The problem is we can't just sum the cost of every lane because that initial cost should only be counted when that lane is selected. We can use a binary variable $b_{o,d}$ to model if we select lane $o,d$

$cost(x) = \text{initial_cost}b + \text{cost_per_unit}*x$

but we need to make sure that if we don't select this lane, then the $x$ is 0. If we place a reasonable bound on $x$ then we can write: $x \leq b*M$.

Our new modifications:

new variables: $$b_{o,d} = \begin{cases} 1 \text{ if lane o,d is selected} \\ 0 \text{otherwise} \end{cases} \: \forall o,b \in \: Lanes$$

new constraints $$qty_{o,d} \leq b_{o,d}M \: \forall o,b \in \: Lanes$$

and the cost function $$f(Lanes) = \sum_{o,d \in Lanes} \text{initial_cost}_{o,d}b_{o,d} + qty_{o,d}*cost_{o,d} $$

We still need to decide what M should be. In this example, M should really be the maximum amount of goods a single truck can carry. But then we would be limiting the solution to only ever using one truck per lane. Instead, we can set M to be the maximum amount a truck can carry and modify $b$!. Instead of being a binary variable to turn on and off the lane, we can make $b$ count the number of trucks we use ie 0, 1, 2, 3 etc.

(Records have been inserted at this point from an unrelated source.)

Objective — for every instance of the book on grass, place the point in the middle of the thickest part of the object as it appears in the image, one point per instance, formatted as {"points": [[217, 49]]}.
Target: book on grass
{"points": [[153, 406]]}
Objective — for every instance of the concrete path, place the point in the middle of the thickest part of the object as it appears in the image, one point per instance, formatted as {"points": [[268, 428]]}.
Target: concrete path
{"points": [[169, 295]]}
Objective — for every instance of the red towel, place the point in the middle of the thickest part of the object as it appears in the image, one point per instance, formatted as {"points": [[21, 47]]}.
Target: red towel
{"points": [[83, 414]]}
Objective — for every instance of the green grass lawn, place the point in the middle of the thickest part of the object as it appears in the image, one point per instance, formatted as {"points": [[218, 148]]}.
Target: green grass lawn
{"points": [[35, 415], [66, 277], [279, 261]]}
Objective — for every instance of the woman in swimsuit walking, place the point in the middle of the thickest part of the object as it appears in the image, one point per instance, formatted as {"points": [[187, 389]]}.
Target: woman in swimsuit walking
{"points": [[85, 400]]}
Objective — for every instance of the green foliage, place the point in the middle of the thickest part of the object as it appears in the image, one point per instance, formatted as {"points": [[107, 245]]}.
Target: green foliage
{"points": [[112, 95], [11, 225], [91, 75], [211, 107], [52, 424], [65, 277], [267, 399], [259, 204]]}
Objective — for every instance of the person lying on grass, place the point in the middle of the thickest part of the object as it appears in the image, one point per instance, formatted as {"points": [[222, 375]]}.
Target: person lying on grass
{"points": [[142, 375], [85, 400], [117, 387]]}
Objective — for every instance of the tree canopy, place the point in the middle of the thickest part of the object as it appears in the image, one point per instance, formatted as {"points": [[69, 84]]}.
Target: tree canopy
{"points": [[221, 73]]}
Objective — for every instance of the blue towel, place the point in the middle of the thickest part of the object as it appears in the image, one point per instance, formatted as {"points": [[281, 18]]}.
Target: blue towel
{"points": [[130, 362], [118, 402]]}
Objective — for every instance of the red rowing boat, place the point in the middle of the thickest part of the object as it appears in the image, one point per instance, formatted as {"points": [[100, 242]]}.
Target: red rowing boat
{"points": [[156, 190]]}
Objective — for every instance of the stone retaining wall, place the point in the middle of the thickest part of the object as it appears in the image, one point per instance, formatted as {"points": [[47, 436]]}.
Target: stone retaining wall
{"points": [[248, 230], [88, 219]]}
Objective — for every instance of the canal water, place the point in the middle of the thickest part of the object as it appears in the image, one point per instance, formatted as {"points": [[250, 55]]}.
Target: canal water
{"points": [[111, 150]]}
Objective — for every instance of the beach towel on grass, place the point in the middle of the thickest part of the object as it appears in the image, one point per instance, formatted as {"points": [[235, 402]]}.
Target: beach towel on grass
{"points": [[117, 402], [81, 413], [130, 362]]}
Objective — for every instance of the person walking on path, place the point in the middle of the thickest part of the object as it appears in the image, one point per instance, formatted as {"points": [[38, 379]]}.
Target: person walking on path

You might be wondering if we need more constraints now, since it might be possible that if we set M = 10 and we have 5 trucks, that we somehow only have qty = 7. i.e., we should only request a new truck after filling one up. The answer is yes and no. No because we are seeking to minimize costs and new trucks always increase costs, the model will never select this result. On the other hand additional inequalities often help the solver arrive at an answer quicker. This is because new constraints effectively limit the number of possibilities the solver must consider. We will explore what are called "cutting planes" later on when we dig deep into the branch and bound algorithm that solves most of these mixed integer problems. For now convince yourself this constraint might work:

$$qty_{o,d} \geq (b_{o,d}-1)M + 1\: \forall o,b \in \: Lanes$$

i.e., if we have selected 5 trucks, the minimum quantity we should have is that of 4 full trucks + 1 new item.

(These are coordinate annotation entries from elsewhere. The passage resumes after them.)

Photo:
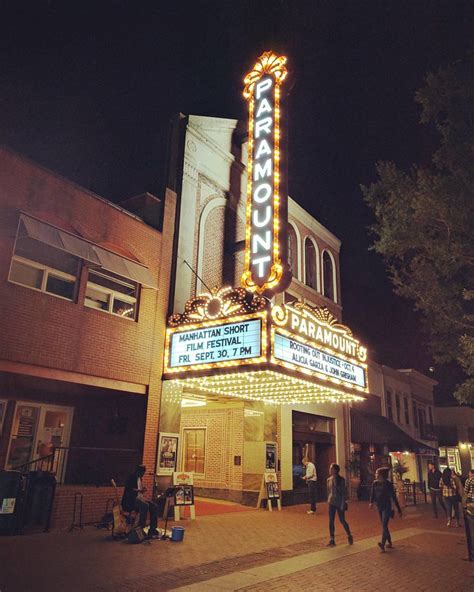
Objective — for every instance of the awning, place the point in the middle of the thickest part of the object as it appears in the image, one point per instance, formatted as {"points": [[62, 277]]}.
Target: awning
{"points": [[367, 428], [86, 250]]}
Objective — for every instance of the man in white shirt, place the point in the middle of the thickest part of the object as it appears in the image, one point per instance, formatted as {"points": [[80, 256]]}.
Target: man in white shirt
{"points": [[311, 479]]}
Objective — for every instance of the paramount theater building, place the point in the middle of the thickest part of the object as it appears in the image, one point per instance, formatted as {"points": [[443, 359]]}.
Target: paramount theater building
{"points": [[259, 370]]}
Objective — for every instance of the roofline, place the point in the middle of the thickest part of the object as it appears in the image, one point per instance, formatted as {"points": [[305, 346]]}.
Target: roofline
{"points": [[24, 158]]}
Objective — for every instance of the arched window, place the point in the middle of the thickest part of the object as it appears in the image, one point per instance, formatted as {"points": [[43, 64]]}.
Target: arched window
{"points": [[293, 250], [310, 264], [328, 276]]}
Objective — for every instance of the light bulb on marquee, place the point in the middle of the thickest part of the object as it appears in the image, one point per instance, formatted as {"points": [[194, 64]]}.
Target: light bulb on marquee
{"points": [[265, 268]]}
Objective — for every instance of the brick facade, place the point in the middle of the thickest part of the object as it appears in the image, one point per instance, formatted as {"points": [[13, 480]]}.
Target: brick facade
{"points": [[54, 350]]}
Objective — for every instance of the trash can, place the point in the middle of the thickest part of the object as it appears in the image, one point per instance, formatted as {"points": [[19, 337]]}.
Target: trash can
{"points": [[11, 501], [39, 499], [177, 534]]}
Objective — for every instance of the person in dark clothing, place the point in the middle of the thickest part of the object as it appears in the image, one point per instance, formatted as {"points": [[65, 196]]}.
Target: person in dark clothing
{"points": [[383, 493], [434, 477], [337, 503], [133, 500]]}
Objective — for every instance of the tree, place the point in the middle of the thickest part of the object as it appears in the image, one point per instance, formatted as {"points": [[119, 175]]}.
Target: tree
{"points": [[425, 221]]}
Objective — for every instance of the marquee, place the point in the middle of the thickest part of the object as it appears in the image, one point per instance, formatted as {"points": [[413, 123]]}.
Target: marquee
{"points": [[235, 344]]}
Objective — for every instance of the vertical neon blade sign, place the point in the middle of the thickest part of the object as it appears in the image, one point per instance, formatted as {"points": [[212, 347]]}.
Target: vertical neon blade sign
{"points": [[265, 264]]}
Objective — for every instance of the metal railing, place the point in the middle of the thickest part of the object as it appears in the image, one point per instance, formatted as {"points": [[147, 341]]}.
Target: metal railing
{"points": [[85, 465]]}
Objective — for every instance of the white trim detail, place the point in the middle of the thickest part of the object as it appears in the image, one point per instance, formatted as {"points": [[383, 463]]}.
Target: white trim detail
{"points": [[318, 264], [208, 208], [334, 275]]}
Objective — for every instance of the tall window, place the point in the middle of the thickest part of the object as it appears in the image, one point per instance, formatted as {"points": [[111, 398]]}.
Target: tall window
{"points": [[293, 250], [389, 404], [310, 265], [397, 403], [47, 269], [328, 275], [194, 450], [415, 414], [406, 410], [111, 293]]}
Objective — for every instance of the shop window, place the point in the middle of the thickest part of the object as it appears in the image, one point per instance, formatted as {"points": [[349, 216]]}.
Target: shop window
{"points": [[194, 450], [328, 276], [397, 403], [3, 412], [38, 266], [293, 250], [406, 410], [389, 404], [111, 293], [415, 414], [310, 264]]}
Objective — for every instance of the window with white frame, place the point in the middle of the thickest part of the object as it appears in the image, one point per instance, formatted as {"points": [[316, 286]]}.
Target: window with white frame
{"points": [[38, 266], [111, 293], [388, 399], [406, 410], [310, 264], [328, 277], [293, 250]]}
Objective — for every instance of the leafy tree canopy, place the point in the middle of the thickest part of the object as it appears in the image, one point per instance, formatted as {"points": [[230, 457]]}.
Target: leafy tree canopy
{"points": [[425, 221]]}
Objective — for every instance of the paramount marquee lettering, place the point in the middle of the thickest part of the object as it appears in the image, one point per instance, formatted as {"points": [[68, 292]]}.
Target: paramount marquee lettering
{"points": [[263, 258], [319, 326]]}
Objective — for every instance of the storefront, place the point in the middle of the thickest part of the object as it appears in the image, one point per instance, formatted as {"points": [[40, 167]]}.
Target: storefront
{"points": [[249, 387]]}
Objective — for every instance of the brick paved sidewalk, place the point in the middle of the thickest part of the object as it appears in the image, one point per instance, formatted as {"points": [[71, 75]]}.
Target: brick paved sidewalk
{"points": [[213, 546]]}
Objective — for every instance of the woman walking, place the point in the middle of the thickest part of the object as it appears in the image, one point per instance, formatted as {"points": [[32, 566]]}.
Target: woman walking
{"points": [[383, 493], [450, 485], [337, 502]]}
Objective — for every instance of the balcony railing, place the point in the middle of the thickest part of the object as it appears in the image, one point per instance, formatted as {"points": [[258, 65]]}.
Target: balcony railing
{"points": [[86, 465]]}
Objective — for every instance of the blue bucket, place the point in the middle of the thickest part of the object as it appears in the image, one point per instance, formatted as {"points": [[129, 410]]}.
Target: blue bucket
{"points": [[177, 534]]}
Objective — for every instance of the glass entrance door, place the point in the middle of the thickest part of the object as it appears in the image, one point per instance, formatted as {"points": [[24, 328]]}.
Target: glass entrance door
{"points": [[38, 430], [194, 450]]}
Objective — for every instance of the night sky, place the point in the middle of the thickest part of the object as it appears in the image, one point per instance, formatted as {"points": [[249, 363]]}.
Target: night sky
{"points": [[87, 89]]}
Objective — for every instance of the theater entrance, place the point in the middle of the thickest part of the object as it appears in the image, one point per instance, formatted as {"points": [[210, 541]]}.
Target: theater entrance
{"points": [[314, 437]]}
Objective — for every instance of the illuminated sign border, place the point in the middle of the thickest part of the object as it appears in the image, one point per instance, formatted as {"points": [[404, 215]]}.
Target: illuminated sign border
{"points": [[272, 65], [218, 364], [314, 373]]}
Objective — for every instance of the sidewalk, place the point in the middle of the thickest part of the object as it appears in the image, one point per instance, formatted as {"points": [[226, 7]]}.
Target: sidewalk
{"points": [[254, 550]]}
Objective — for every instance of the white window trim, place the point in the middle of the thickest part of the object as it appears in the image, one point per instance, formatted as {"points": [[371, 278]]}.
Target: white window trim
{"points": [[318, 266], [297, 274], [109, 292], [47, 271], [334, 275]]}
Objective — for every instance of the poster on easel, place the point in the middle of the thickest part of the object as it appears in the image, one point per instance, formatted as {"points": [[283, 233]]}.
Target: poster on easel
{"points": [[167, 453], [183, 482]]}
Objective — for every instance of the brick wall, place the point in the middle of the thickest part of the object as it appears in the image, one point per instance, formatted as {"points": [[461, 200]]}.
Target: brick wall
{"points": [[40, 330], [224, 440], [94, 504]]}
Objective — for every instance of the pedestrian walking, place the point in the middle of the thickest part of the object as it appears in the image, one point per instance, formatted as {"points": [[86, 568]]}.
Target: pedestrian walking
{"points": [[337, 503], [469, 488], [434, 477], [311, 479], [451, 490], [383, 493]]}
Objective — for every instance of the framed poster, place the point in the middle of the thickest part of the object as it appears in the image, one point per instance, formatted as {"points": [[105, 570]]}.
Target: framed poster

This model is much better than the first one but it can take exponentially longer to solve. And to our dismay once we got it up and running, Ted pointed out that if we are going to send 10 trucks, that it would be cheaper to use a train instead. The model now needs to account for the possibility of using rail!

How should we model this?

We could double the number of lanes, call these rail lanes, set their costs variables with the exact same constraints and let the model decide if rail is cheaper than trucks. This would work because it should be possible to use a combination of trucks and rail to satisfy the demand.

Another consideration might be timing. That is, if we need to ship things to some warehouses/retail outlets, a sensible constraint might be that they arrive by some specific date. I'm sure you can see how this can make the model much larger and harder. For starters maybe the cost of shipping will depend on the day, and maybe the different types of transportation might have different durations. In this type of model, the optimal allocation for today depends on what we need to do tomorrow.